IPPは、Independent Power Producerの略で、独立系発電事業のことを指します。

メラミンパートナーシップ(MPP)という共同組合を作り、インタジェン、丸紅、GEキャピタル、EIFの各出資のもと1,050億円規模の事業になっています。

資金の流れについては、

ケイマン諸島にある丸紅所有の投資子会社ミルメラン・ホールディングス-Ⅵ(MH-Ⅵ)

東北電力100%出資のオランダの法人2012年10月設立トーホク・パワー・インベストメント・カンパニー(TPIC)

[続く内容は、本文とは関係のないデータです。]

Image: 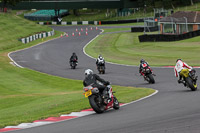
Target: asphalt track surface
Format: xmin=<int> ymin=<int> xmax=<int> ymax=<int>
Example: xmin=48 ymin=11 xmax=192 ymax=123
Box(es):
xmin=10 ymin=26 xmax=200 ymax=133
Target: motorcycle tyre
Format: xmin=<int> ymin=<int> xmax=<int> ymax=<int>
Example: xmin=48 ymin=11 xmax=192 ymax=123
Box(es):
xmin=113 ymin=96 xmax=120 ymax=110
xmin=147 ymin=74 xmax=155 ymax=84
xmin=88 ymin=95 xmax=104 ymax=114
xmin=185 ymin=77 xmax=197 ymax=91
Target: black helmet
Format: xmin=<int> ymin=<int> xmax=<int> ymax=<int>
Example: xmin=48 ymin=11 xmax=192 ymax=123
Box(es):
xmin=140 ymin=59 xmax=145 ymax=63
xmin=176 ymin=59 xmax=181 ymax=62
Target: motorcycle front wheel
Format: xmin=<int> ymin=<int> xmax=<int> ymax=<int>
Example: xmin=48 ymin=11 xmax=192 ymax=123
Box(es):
xmin=89 ymin=95 xmax=104 ymax=114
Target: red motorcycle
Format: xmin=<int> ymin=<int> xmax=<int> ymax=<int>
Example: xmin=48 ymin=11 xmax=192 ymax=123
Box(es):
xmin=83 ymin=85 xmax=120 ymax=114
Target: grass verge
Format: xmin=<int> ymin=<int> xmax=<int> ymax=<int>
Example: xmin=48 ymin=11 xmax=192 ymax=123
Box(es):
xmin=0 ymin=11 xmax=154 ymax=128
xmin=86 ymin=29 xmax=200 ymax=66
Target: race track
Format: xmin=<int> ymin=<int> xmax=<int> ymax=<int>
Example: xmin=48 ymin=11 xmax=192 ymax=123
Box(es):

TPICとMH-Ⅵからマレーシアのラブアン島にある丸紅所有の投資子会社ミルメラン・インベストカンパニーVI(MIC-Ⅵ)へ

東北電力、丸紅

TPIC(オランダ法人)MH-Ⅵ(ケイマン諸島法人)

MIC-Ⅵ(ラブアン法人)

MPP

という資金の流れになっています。
(*東北電力HPより引用)

ちなみにラブアン法人は、マレーシア政府が直轄する島で、1990年に金融サービスセンターLabuan Offshore Financial Services Authorityが設立され、マレーシアのオフショア地域として発展しています。

ラブアン法人の大きな特徴としては、法人税に関して優遇されており、監査済みの純利益の3%もしくは定額の2万RMのどちらかを選択し、納入できる点

ラブアン法人自体での投資活動については、課税対象にはならなく、またラブアン法人からの配当金、外国人取締役への報酬は免税となる点です。

オランダ法人は、租税条約締結相手国80 カ国以上配当金、利子、ロイヤリティーに対する源泉徴収税が双方で軽減、ほとんどの場合0%になります。

今では、東北電力のHPに海外事業の会社として明記されていますが、

国際調査報道ジャーナリスト連合(ICIJ)The International Consortium of Investigative Journalistsが、2013年5月に独自で入手したタックスヘイブンにある企業やファンドの秘密ファイルが、データーベースがサイトで公開されるまでは、明記されていなかったようです。

▼住友商事の場合

2009年にオーストラリアのIPPに乗り出した住友商事のケースでは、完全持ち株会社(シドニーに本社を置くオーストラリア法人)Summit Southern Cross Power Pty Limitedを通じて、

オーストラリアの発電所を保有・運営する事業会社の権益の70%を取得しています。

つまり、住友商事の場合は、オーストラリア法人を活用して、現地で事業に参画している形となります。

オフショア法人の取扱については、世界的に状況が変化し、オフショア法人を利用した節税スキームの見直しを迫られる企業も出てきそうです。